As filed with the Securities and Exchange Commission on August 3, 2016

Registration No. 333-

UNITED STATES SECURITIES AND EXCHANGE COMMISSION Washington, D.C. 20549

FORM S-8 REGISTRATION STATEMENT UNDER THE SECURITIES ACT OF 1933

TEVA PHARMACEUTICAL INDUSTRIES LIMITED (Exact name of registrant as specified in its charter)

Israel (State or other jurisdiction or incorporation or organization) Not Applicable (I.R.S. Employer Identification Number)

5 Basel Street P.O. Box 3190 Petach Tikva, 4951033 Israel (Address of Principal Executive Offices)

Teva Pharmaceutical Industries Limited 2015 Long-Term Equity-Based Incentive Plan (Full title of the plan)

Teva Pharmaceuticals USA, Inc. 1090 Horsham Road North Wales, Pennsylvania 19454 Attention: Deborah Griffin (215) 591-3000 (Name, address and telephone number, including area code, of agent for service)

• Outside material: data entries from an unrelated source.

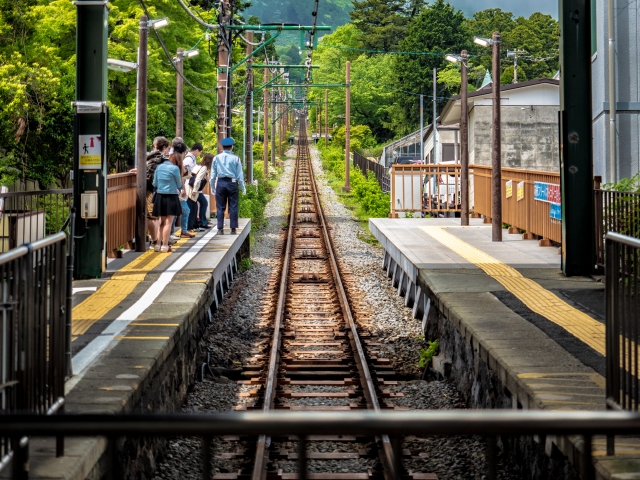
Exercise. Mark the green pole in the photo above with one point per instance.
(576, 165)
(90, 139)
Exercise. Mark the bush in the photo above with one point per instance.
(371, 200)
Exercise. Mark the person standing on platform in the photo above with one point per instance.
(226, 178)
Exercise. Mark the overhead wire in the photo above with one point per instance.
(169, 57)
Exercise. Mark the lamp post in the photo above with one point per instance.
(141, 131)
(496, 165)
(179, 62)
(464, 135)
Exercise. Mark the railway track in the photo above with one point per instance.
(320, 358)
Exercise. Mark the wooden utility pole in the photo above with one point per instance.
(496, 162)
(347, 119)
(464, 142)
(224, 58)
(265, 109)
(179, 94)
(248, 112)
(326, 117)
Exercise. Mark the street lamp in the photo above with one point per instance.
(121, 65)
(180, 88)
(464, 135)
(496, 164)
(141, 129)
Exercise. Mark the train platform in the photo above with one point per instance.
(135, 340)
(518, 333)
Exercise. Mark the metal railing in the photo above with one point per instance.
(34, 327)
(29, 216)
(622, 323)
(365, 165)
(489, 423)
(615, 212)
(121, 211)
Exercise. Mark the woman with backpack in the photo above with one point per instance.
(198, 180)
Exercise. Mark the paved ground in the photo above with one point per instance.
(135, 340)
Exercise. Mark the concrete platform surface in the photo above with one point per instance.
(135, 336)
(539, 333)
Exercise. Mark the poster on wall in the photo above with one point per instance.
(520, 192)
(90, 152)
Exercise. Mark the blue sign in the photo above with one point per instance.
(540, 191)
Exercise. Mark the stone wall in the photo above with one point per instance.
(533, 457)
(529, 137)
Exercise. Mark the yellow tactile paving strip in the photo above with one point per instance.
(538, 299)
(115, 290)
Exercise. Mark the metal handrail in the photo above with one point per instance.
(366, 423)
(624, 239)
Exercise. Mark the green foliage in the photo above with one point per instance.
(365, 191)
(426, 354)
(245, 264)
(253, 203)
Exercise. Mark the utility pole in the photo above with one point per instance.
(90, 139)
(179, 94)
(224, 58)
(421, 127)
(464, 141)
(141, 138)
(248, 144)
(576, 160)
(613, 97)
(496, 161)
(273, 132)
(326, 117)
(435, 123)
(266, 124)
(347, 119)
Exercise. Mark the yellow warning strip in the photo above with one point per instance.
(538, 299)
(115, 290)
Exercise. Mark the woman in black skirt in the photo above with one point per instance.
(167, 182)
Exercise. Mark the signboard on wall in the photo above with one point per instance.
(550, 193)
(520, 192)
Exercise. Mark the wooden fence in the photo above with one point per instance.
(365, 165)
(425, 188)
(121, 211)
(520, 208)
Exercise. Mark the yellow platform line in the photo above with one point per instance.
(534, 296)
(115, 290)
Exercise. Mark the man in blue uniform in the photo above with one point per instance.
(226, 178)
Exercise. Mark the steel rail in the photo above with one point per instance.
(259, 470)
(369, 388)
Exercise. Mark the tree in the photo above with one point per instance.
(439, 29)
(384, 22)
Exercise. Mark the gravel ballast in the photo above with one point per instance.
(235, 330)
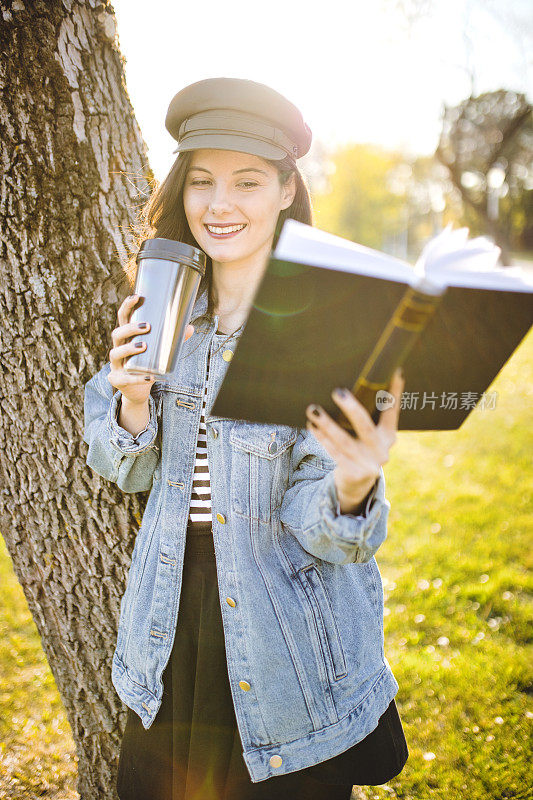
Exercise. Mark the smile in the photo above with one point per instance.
(225, 231)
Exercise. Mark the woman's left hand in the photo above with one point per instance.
(358, 460)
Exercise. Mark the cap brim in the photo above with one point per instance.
(243, 144)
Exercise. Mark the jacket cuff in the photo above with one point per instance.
(350, 527)
(122, 440)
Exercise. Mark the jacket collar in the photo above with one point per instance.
(200, 306)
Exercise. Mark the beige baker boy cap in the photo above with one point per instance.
(237, 114)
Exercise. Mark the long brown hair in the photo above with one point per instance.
(164, 216)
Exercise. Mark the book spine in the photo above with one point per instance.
(391, 350)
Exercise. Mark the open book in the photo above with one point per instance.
(329, 312)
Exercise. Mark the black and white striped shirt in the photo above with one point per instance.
(200, 518)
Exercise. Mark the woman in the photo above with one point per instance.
(272, 681)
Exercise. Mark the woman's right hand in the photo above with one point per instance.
(134, 388)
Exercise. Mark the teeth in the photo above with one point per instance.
(229, 229)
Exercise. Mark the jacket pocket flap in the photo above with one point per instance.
(263, 439)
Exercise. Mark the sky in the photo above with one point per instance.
(358, 70)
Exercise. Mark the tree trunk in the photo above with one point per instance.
(74, 170)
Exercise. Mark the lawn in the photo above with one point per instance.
(456, 569)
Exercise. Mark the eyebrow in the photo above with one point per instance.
(246, 169)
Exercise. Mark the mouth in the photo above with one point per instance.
(224, 231)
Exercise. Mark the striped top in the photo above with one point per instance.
(200, 518)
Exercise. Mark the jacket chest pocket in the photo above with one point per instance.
(260, 467)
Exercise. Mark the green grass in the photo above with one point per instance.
(456, 568)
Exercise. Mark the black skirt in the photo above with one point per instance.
(193, 749)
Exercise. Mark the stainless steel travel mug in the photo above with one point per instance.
(167, 281)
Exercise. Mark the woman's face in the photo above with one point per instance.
(225, 188)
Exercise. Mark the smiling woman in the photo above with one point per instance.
(270, 681)
(221, 188)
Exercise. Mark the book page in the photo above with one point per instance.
(452, 259)
(306, 244)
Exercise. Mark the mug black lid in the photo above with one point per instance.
(173, 251)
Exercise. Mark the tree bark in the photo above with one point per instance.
(74, 170)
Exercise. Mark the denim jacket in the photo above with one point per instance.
(300, 591)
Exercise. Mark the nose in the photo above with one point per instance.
(220, 201)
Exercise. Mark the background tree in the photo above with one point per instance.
(73, 162)
(486, 143)
(358, 203)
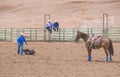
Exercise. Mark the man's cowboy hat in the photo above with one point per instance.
(22, 34)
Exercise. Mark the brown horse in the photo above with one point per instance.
(104, 42)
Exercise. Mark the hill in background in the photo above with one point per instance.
(69, 13)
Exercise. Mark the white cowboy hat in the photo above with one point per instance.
(22, 34)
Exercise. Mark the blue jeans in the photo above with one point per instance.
(20, 49)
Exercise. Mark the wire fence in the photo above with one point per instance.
(63, 35)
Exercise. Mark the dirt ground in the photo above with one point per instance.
(57, 59)
(69, 13)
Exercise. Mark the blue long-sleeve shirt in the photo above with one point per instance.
(49, 25)
(56, 24)
(21, 40)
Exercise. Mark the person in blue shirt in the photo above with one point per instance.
(49, 26)
(21, 40)
(55, 26)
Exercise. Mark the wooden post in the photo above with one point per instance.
(46, 18)
(105, 24)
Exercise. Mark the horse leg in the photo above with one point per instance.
(106, 54)
(110, 56)
(89, 55)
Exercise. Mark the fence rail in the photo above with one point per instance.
(36, 34)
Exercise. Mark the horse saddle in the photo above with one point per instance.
(29, 52)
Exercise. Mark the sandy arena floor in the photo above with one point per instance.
(57, 59)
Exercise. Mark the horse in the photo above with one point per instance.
(103, 42)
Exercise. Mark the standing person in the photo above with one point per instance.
(20, 41)
(49, 26)
(55, 26)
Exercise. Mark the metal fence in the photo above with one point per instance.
(36, 34)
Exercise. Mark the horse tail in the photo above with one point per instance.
(110, 48)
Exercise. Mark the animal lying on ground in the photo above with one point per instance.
(29, 52)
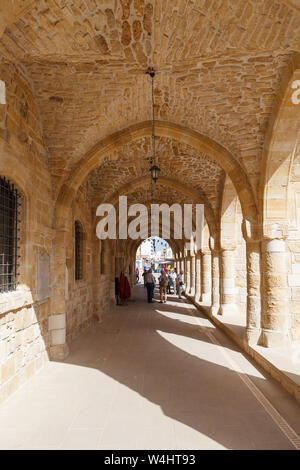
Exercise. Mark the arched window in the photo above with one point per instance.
(78, 251)
(9, 201)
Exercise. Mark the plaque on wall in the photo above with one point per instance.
(43, 276)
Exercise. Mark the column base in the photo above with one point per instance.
(59, 352)
(274, 339)
(227, 309)
(252, 336)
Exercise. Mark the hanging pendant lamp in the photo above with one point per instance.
(154, 169)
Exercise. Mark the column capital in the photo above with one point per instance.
(275, 245)
(275, 230)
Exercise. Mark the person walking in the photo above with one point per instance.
(150, 283)
(180, 284)
(163, 283)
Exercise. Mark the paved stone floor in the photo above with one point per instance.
(148, 377)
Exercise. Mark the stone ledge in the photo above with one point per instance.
(276, 361)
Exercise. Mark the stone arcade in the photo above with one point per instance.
(75, 132)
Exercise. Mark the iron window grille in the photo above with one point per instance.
(78, 251)
(9, 204)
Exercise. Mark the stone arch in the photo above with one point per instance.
(162, 129)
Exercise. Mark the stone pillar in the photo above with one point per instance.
(182, 265)
(206, 277)
(193, 275)
(197, 278)
(275, 300)
(187, 274)
(57, 320)
(228, 290)
(253, 330)
(215, 277)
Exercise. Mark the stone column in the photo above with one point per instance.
(193, 275)
(182, 265)
(275, 300)
(215, 277)
(206, 277)
(57, 320)
(253, 330)
(187, 275)
(227, 281)
(197, 278)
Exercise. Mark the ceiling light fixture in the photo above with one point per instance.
(154, 169)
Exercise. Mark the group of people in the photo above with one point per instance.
(166, 281)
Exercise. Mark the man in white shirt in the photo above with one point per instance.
(174, 278)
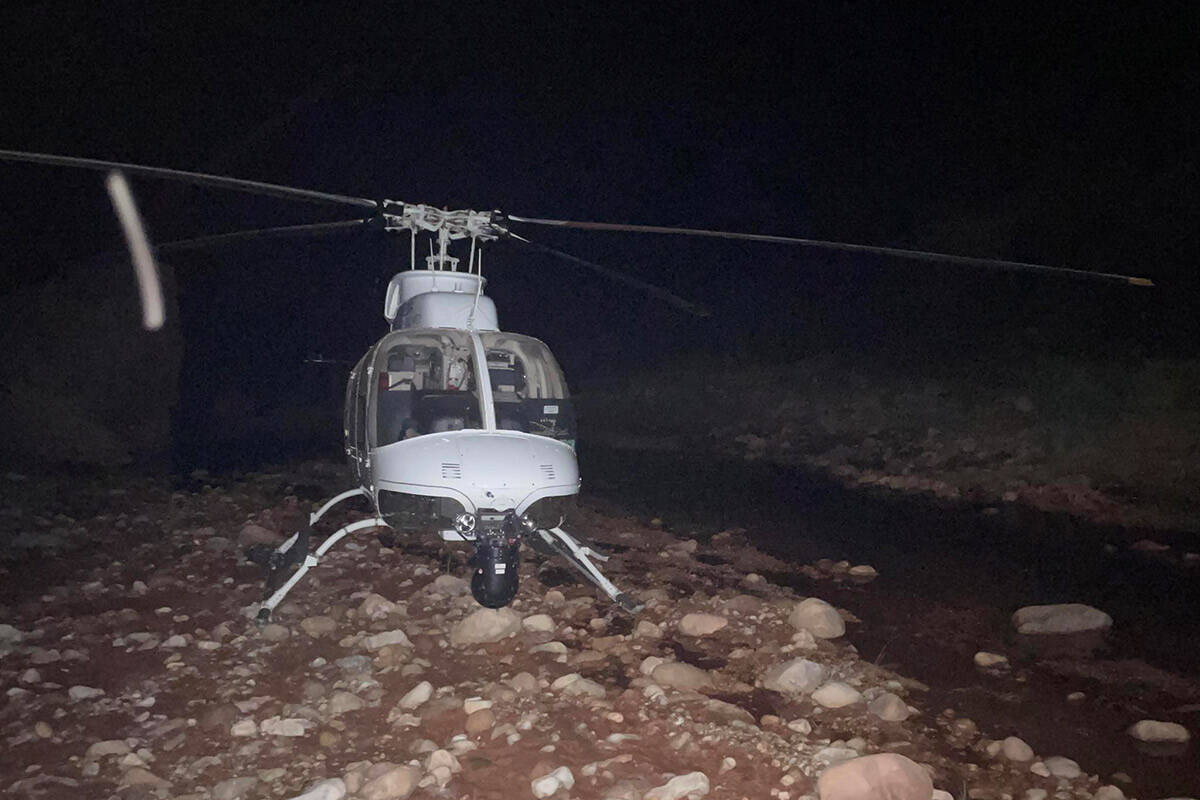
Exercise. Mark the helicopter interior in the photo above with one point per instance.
(427, 383)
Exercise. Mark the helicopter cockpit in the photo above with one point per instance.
(429, 382)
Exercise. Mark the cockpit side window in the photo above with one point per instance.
(528, 390)
(425, 384)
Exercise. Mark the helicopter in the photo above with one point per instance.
(450, 423)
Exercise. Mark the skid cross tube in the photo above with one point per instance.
(580, 557)
(264, 612)
(294, 549)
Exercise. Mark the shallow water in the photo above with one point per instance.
(951, 577)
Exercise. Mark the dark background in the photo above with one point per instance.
(1057, 134)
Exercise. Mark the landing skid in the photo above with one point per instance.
(580, 557)
(295, 551)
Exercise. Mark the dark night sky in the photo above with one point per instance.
(1061, 134)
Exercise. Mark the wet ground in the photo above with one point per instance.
(951, 577)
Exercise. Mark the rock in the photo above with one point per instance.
(329, 789)
(1015, 750)
(486, 625)
(391, 785)
(275, 632)
(681, 675)
(234, 788)
(647, 630)
(473, 704)
(417, 696)
(819, 618)
(448, 584)
(795, 677)
(691, 785)
(288, 727)
(342, 702)
(142, 776)
(219, 716)
(379, 641)
(547, 785)
(318, 626)
(701, 624)
(377, 607)
(1062, 767)
(889, 708)
(1063, 618)
(252, 534)
(539, 624)
(985, 660)
(480, 721)
(837, 695)
(107, 747)
(869, 777)
(354, 663)
(649, 663)
(523, 683)
(583, 686)
(1157, 731)
(244, 728)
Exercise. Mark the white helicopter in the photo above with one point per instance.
(450, 423)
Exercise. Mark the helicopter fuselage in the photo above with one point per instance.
(455, 426)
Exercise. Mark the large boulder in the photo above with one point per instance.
(486, 625)
(882, 776)
(795, 677)
(819, 618)
(1061, 618)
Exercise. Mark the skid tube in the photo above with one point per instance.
(580, 557)
(295, 551)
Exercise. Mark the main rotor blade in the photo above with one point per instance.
(198, 179)
(144, 268)
(621, 277)
(217, 240)
(945, 258)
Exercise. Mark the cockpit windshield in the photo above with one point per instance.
(426, 385)
(427, 382)
(528, 390)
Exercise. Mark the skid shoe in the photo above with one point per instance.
(580, 557)
(295, 551)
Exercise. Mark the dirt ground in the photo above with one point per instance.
(132, 666)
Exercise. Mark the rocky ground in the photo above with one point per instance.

Copy to: Jeffrey S. Hochman, Esq. Michael A. Katz, Esq. Willkie Farr & Gallagher LLP 787 Seventh Avenue New York, New York 10019-6099 (212) 728-8000

Indicate by check mark whether the registrant is a large accelerated filer, an accelerated filer, or a non-accelerated filer. See definition of “accelerated filer and large accelerated filer” in Rule 12b-2 of the Exchange Act. (Check one):

Large accelerated filer ☒ Accelerated filer ☐

Non-accelerated filer ☐ (Do not check if a smaller reporting company) Smaller reporting company ☐

CALCULATION OF REGISTRATION FEE

Title of securities to be registered (1) Amount to be registered (2) Proposed maximum offering price per share (3) Proposed maximum aggregate offering price Amount of registration fee
Ordinary Shares, NIS 0.1 par value, deposited as American Depositary Shares 35,300,000 $53.24 $1,879,372,000.00 $189,252.76

(1) American Depositary Shares (“ADSs”) issuable on deposit of ordinary shares of Teva Pharmaceutical Industries Limited (the “Registrant”), NIS 0.1 par value (“ordinary shares”), have been registered under a separate registration statement. One ADS equals one Ordinary Share.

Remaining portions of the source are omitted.